A segurança pública no Brasil passa por um fenômeno no mínimo inusitado. Em pelo menos seis estados, que juntos concentram 50% da população do país, a proporção de mortes violentas inexplicadas vem subindo, enquanto os homicídios caem. Com base nos dados do Sistema de Informação de Mortalidade, gerenciado pelo Ministério da Saúde e referência para as políticas federais de combate à violência, o Correio constatou a situação no Rio de Janeiro,em São Paulo, em Pernambuco eem Minas Gerais, entre 2000 e 2009. Na Bahia e no Rio Grande do Norte, embora tanto a taxa de homicídios quanto a de óbitos por causa desconhecida tenham subido, as estatísticas são preocupantes. Especialistas apontam para duas direções: manipulação dos dados ou, na melhor das hipóteses, falhas sistêmicas que empurram as mortes violentas para a classificação nebulosa do “indeterminado”.
“Estatísticas fiéis são fundamentais para o planejamento da segurança pública. Se você tem um sistema incapaz de classificar corretamente as mortes violentas, independentemente das razões, fica difícil combater o problema”, diz Daniel Cerqueira, pesquisador do Instituto de Pesquisa Econômica Aplicada (Ipea), que recentemente concluiu estudo sobre a taxa de óbitos por causa indeterminada no Rio. No levantamento, Cerqueira constatou que, a despeito de uma queda de 28,7% nos homicídios entre 2007 e 2009, o índice de mortes sem motivação subiu assustadoramente. De 10 óbitos inexplicados para cada 100 mil habitantes, em 2006, o Rio chegou a 22. Cinco é a média nacional, ano a ano decrescente, na lógica do aperfeiçoamento constante das estatísticas. Depois de contestar o levantamento, o Instituto de Segurança Pública fluminense revisou os números nesta semana, concluindo que a queda dos assassinatos deve ser bem menor: de cerca de 3,6% — e não quase 30% como o defendido até então.
O sociólogo Ignácio Cano, pesquisador do Laboratório de Análise da Violência da Universidade Estadual do Rio de Janeiro (Uerj), não tem dúvidas sobre a existência de uma falha grave no sistema de notificação das mortes no país — que começa com a certidão de óbito emitida pelos Institutos de Medicina Legal (IMLs). Em seguida, uma via do documento segue para as secretarias municipais de Saúde, onde profissionais qualificam, a partir dos dados do laudo cadavérico, melhor o óbito. Havendo necessidade, é preciso visitar o IML, colher mais informações para uso epidemiológico e, só assim, enviá-las ao Ministério da Saúde. “Os dados de referência para homicídio no Brasil e em outros países são o da Saúde. Trata-se da estatística mais confiável. Se fôssemos recorrer às polícias, estaríamos perdidos, pois cada um sistematiza de um jeito, não há padrão nem critérios”, diz Cano.

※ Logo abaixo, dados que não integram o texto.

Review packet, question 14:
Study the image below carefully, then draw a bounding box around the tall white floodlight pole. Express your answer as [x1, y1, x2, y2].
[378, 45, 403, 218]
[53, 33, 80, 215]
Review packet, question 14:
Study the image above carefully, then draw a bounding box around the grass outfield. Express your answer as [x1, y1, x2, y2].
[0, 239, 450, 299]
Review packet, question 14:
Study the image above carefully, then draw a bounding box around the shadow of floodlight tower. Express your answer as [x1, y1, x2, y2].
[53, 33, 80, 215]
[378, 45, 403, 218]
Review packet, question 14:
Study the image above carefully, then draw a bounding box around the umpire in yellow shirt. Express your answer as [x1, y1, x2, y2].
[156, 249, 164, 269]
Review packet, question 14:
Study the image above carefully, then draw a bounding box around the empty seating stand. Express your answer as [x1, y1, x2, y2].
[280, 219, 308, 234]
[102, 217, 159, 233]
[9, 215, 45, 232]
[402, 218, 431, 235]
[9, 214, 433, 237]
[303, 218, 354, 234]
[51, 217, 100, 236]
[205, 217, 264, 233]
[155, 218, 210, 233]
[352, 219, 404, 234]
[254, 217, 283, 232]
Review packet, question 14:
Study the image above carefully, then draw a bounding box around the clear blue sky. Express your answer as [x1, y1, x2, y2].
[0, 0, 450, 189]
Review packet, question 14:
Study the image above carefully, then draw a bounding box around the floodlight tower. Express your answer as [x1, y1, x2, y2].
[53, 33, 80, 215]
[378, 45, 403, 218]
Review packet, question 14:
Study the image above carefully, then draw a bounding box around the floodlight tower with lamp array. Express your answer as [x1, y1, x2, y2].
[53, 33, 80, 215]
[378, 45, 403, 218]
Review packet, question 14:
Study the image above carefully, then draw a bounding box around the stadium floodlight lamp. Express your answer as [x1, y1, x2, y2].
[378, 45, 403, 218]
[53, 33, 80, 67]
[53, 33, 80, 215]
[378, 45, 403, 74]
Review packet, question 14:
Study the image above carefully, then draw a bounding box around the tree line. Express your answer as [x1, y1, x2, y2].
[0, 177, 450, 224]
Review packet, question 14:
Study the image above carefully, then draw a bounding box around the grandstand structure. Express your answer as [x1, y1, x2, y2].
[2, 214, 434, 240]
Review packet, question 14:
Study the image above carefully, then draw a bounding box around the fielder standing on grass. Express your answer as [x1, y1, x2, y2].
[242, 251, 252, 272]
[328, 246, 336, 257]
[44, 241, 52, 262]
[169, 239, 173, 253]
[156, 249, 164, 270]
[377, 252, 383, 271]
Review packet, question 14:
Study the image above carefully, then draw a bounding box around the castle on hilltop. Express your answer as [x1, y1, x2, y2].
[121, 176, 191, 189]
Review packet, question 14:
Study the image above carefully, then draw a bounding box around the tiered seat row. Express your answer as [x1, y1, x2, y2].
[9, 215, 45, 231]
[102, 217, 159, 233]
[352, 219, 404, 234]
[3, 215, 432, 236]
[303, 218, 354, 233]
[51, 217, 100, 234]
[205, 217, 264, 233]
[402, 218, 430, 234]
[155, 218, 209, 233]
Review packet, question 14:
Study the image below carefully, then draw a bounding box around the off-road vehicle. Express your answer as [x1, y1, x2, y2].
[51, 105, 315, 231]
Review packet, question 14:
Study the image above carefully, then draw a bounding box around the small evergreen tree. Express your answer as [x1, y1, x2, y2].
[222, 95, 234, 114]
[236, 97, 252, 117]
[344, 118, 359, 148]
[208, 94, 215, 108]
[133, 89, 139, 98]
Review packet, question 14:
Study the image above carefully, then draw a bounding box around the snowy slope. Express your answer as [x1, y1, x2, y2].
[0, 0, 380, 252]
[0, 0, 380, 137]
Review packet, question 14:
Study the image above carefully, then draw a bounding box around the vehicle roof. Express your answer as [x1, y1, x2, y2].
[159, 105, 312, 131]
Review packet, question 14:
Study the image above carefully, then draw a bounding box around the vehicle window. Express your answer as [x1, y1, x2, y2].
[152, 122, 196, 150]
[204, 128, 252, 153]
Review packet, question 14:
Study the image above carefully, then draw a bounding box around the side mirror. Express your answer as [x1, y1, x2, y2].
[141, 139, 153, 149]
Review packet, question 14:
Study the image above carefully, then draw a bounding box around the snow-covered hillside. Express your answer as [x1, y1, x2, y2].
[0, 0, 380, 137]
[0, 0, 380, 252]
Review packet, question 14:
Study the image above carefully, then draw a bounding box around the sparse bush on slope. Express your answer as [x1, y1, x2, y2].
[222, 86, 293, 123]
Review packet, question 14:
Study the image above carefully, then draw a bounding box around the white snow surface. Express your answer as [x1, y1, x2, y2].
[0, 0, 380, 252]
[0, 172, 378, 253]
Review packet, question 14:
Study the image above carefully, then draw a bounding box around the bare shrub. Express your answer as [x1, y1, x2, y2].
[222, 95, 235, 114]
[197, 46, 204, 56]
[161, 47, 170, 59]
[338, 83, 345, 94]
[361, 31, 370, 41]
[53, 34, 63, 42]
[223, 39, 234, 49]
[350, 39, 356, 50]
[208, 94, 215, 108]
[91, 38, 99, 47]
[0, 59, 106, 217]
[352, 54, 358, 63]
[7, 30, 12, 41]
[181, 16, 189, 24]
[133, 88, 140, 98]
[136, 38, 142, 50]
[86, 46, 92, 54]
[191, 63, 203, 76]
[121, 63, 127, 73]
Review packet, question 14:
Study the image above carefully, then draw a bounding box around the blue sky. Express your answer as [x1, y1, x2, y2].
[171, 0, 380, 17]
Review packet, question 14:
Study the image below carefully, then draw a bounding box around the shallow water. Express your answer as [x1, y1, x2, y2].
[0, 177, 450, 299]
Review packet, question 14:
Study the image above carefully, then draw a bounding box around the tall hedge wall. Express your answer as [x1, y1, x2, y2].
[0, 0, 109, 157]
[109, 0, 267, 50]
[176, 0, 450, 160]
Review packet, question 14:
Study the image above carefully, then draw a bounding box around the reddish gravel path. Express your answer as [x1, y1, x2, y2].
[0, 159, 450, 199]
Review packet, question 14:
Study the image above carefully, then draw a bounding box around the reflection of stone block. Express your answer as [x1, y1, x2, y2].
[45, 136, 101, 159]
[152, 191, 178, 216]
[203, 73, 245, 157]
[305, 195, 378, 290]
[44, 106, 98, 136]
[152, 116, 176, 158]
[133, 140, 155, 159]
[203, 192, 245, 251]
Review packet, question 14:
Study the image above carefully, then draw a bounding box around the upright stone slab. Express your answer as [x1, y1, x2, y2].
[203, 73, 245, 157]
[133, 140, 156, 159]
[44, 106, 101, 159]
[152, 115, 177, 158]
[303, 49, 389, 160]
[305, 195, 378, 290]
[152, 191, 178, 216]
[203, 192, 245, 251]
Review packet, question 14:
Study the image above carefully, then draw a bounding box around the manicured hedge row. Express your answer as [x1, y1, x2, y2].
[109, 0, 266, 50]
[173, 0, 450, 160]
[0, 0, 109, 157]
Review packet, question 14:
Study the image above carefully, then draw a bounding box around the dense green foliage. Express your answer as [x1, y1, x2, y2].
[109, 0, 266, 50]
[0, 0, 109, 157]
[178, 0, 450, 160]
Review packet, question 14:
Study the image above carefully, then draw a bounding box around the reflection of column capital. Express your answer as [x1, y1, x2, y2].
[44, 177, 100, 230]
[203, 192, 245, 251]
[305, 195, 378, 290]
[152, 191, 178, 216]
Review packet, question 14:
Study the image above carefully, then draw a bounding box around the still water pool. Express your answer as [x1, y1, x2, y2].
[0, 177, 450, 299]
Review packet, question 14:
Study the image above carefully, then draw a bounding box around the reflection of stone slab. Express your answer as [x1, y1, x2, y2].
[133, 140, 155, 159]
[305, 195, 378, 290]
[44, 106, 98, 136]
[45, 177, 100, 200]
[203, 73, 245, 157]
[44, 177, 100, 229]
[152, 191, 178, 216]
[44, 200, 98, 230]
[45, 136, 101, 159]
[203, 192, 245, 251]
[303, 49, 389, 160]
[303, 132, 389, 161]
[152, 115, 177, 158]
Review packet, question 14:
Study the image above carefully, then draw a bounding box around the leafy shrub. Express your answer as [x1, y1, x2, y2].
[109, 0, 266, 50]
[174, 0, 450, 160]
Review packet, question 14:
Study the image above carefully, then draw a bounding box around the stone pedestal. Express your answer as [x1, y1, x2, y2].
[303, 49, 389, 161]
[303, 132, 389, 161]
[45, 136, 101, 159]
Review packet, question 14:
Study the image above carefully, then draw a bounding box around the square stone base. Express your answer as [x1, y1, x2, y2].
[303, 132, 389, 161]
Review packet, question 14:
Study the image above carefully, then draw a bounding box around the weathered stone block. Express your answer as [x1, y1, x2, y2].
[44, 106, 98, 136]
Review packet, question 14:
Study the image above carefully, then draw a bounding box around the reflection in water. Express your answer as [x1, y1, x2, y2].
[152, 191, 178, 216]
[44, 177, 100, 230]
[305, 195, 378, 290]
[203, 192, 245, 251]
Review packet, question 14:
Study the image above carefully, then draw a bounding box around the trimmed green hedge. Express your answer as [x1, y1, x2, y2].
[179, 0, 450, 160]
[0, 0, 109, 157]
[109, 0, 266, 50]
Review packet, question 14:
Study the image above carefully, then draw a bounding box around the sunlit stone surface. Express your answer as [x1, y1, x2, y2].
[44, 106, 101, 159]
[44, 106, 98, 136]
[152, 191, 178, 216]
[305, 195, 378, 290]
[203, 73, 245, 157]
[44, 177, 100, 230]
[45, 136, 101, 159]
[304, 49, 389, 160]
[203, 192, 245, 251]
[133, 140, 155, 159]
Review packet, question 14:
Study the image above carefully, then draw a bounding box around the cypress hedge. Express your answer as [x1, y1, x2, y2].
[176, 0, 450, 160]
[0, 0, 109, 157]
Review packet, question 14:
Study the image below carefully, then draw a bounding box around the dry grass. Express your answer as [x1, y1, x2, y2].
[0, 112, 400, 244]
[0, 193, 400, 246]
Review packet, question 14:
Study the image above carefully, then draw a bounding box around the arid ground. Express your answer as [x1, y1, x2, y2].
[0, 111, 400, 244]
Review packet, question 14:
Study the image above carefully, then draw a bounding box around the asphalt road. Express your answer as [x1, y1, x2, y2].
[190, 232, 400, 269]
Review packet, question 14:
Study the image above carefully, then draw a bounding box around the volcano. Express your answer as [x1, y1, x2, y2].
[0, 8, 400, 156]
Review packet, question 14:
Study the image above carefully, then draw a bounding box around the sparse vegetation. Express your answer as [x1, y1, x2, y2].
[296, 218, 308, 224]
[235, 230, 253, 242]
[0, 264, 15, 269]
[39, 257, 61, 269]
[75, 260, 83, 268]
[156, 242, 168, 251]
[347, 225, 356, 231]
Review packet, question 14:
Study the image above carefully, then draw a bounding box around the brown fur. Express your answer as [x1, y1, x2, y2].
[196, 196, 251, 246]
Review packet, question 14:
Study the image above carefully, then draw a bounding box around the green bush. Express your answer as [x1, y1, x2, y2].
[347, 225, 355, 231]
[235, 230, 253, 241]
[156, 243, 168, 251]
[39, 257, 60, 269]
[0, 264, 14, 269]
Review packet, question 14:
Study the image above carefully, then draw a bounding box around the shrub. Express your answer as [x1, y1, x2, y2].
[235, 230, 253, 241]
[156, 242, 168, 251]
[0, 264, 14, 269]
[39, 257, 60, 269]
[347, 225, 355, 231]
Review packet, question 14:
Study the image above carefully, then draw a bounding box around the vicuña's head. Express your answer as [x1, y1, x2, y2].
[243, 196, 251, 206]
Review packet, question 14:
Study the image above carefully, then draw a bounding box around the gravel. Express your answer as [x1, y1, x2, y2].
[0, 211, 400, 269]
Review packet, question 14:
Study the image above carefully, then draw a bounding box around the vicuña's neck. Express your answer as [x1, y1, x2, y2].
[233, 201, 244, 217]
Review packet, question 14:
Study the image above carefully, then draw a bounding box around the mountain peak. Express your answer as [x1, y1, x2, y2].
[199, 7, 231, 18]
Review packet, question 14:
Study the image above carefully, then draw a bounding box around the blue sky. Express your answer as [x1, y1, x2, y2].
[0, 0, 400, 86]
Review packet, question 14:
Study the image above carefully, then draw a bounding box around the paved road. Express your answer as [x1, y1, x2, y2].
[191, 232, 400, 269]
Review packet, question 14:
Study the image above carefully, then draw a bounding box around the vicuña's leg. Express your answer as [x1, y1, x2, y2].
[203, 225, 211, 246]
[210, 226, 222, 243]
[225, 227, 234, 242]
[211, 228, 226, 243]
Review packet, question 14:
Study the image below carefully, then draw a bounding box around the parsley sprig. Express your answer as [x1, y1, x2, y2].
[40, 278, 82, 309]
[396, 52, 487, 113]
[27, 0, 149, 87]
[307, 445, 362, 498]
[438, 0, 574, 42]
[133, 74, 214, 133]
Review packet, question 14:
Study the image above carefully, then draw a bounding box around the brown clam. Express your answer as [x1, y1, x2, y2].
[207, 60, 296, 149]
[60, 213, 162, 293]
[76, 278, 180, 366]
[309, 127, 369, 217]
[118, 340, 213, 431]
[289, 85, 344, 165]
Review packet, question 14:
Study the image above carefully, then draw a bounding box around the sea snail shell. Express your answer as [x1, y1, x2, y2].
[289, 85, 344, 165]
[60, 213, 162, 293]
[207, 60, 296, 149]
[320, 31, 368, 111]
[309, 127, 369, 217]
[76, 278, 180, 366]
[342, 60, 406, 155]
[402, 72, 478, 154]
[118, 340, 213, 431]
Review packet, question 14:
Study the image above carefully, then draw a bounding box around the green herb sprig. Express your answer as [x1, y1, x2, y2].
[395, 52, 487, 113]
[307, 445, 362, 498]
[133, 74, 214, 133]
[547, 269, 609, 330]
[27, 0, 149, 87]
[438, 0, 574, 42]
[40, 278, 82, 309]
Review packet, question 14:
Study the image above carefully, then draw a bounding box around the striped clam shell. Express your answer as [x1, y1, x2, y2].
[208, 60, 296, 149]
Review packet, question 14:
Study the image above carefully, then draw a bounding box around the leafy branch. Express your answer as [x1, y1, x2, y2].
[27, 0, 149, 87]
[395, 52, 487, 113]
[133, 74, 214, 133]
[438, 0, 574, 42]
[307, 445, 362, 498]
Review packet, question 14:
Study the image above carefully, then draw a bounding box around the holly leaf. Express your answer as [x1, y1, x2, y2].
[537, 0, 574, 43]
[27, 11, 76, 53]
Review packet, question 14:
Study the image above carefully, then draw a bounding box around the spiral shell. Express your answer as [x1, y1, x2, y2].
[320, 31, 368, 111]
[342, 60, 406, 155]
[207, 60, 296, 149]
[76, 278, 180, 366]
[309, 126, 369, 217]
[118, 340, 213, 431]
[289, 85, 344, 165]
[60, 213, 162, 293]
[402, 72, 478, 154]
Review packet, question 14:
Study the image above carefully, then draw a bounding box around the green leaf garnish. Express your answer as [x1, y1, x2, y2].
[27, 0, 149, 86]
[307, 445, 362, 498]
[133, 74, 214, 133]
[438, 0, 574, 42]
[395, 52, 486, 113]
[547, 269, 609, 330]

No DF, de acordo com os dados do Ministério da Saúde, a taxa de homicídios subiu de 33,5 para 33,8 por 100 mil habitantes entre 2000 e 2010, ao mesmo tempo em que a proporção de mortes violentas com intenção indeterminada decresceu de 1 para 0,4, também por 100 mil habitantes. “Nosso sistema de informação está muito avançado. As estruturas do IML de Brasília são muito diferentes de outros institutos país afora. Além disso, aqui temos outra vantagem, que é o tamanho da cidade. Estados grandes têm mais dificuldades com mortes no interior, o sistema fica pulverizado”, diz Galvão. Outra parte da responsabilidade, destaca Cerqueira, do Ipea, está na própria polícia, que, por falta de treinamento, desfaz cenas de crime, remove corpos sem o devido cuidado, negligencia a investigação. O índice nacional de homicídios solucionados, de acordo com diversos estudos, não chega a 10%.